Intel Corporation (INTC): This Could Send Intel Stock Soaring
Here’s Why the Bears Are Wrong on INTC Stock
Intel Corporation (NASDAQ:INTC) stock probably doesn’t sound as exciting nowadays as the newer names in the tech sector. But over the years, Intel stock investors have been handsomely rewarded. In the past 12 months alone, Intel stock surged more than 30%. Not bad for the 48-year-old legacy tech company!
Moreover, unlike many of the newcomers in the tech world, Intel rewards its investors with dividends. In fact, it has been doing so for more than two decades. Paying $0.26 per share on a quarterly basis, Intel stock has an annual dividend yield of 2.78%. In the past five years, the company’s quarterly dividend rate has increased 23.8%.

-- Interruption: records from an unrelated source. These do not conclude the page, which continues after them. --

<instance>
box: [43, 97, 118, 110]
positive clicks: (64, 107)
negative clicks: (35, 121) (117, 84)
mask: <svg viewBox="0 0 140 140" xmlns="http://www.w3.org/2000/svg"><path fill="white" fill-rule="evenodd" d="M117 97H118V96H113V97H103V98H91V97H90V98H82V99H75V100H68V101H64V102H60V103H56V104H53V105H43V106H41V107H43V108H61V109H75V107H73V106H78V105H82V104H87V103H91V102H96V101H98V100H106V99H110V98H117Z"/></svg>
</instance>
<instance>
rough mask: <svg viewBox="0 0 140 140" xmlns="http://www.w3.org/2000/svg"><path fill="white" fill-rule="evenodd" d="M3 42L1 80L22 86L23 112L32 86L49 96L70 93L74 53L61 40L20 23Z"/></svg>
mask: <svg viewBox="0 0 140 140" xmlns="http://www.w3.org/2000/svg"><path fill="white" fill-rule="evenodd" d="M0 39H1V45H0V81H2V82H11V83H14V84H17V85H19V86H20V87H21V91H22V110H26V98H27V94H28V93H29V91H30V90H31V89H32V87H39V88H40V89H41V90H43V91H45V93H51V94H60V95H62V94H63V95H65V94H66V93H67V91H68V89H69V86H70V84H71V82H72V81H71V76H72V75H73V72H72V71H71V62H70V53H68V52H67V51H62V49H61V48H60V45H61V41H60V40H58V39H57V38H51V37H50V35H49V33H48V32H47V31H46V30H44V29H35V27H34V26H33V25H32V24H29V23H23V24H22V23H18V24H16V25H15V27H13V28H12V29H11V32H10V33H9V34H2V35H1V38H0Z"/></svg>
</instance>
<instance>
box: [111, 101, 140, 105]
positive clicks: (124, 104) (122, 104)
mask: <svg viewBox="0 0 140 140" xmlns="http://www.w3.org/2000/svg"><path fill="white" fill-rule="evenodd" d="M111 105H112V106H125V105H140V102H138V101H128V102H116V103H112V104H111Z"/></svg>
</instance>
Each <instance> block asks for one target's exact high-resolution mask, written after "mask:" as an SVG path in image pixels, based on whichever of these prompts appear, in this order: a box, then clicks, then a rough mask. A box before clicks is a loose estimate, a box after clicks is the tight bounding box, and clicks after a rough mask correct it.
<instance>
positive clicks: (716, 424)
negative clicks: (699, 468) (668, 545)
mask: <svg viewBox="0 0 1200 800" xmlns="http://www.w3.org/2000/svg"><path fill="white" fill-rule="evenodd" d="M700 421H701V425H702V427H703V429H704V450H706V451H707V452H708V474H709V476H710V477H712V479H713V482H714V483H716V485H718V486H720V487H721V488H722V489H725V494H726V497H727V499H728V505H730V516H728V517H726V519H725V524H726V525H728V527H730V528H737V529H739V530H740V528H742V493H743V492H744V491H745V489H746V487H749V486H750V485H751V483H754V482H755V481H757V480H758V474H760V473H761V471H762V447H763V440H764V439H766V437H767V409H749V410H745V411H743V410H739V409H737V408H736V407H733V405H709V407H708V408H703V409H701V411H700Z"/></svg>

The best part is that despite its recent surge, INTC stock is not really expensive. Trading at $37.46 apiece on Thursday, the company has a price-to-earnings (P/E) multiple of 18.17x, much lower than the semiconductor industry’s average P/E of 27.72x. Moreover, if you use the expected earnings for Intel’s next fiscal year, you’d see that the company has a forward P/E of just 13.38x.
Of course, the bears can argue that Intel stock is cheap because its future outlook is not that bright. Intel is known for making processors for personal computers, and over the past several decades, the increasing adoption of PC brought huge growth to Intel’s business. But now, PC shipments have slowed down, and if the trend continues, it could impact the chipmaker’s core business.
In fact, it already has. In the second quarter of 2016, Intel’s Client Computing Group revenue slipped three percent year-over-year to $7.3 billion. (Source: “Intel Reports Second-Quarter Revenue of $13.5 Billion,” Intel Corporation, July 20, 2016.)
So, are the good times over for Intel stock? Not really. You see, things are changing rapidly in the tech world, and Intel knows that. While those changes have rendered many companies obsolete, Intel has been extremely adaptive. I believe that Intel can not only adapt to new industry trends, but turn them into growth catalysts for the future.
Cloud computing is one of the hottest fields in tech today. It allows businesses to operate massive amounts of software without having to set up their own servers. According to Forrester Research, the public cloud market could reach $191.0 billion by 2020. (Source: “The Public Cloud market Is Now in Hypergrowth,” Forrester Research, April 24, 2014.)
Right now, Amazon.com, Inc. (NASDAQ:AMZN) and Microsoft Corporation (NASDAQ: MSFT) are the biggest players in the cloud computing industry. But guess which company makes the chips that power nearly all data centers? Yep, it’s Intel.
Intel dominates the server processor market. According to the International Data Corporation (IDC), Intel had 99.2% unit share in the server-class microprocessor market in 2015. (Source: “Gradual Change in Server Microprocessor Market; IDC Expects Competition and Evolving Workloads to Change Supply Ecosystem in 2017,” International Data Corporation, May 31, 2016.)
As more businesses move their computing needs to the cloud, Intel stands to win. In fact, the company’s server chip business is already showing solid growth. In the second quarter, revenue from Intel’s Data Center Group increased by five percent year-over-year to $4.0 billion.
According to Intel’s chief executive officer, Brian Krzanich, average selling prices increased year-over-year for every microprocessor product segment. The highlight of the quarter was its latest “Xeon Phi” accelerator. Krzanich remarked that, “Xeon Phi revenue grew 8x in the first six months of this year versus all of 2015, gaining share in the supercomputing and machine learning segments.” (Source: “Intel (INTC) Brian M. Krzanich on Q2 2016 Results – Earnings Call Transcript,” Seeking Alpha, July 20, 2016.)
And don’t forget that other than having a booming data center business, Intel’s PC segment is far from over. Earlier this month, the company raised its third-quarter revenue expectations; it now expects third-quarter revenue to be between $15.3 billion and $15.9 billion, as compared to the previous guidance range of between $14.4 billion and $15.4 billion. Intel said that the reason for the increase is driven by, “replenishment of PC supply chain inventory.” (Source: “Intel Raises Third-Quarter Revenue Expectations,” Intel Corporation, September 16, 2016.)
The Bottom Line on Intel Stock
Technology changes rapidly. While it’s great to be the one bringing the latest technology to the world, it doesn’t mean that older companies don’t have a chance. By quickly adapting to new industry trends, Intel not only survived, but also built business segments with huge growth potential. INTC stock recently reached a 15-year high, but I think the best is yet to come.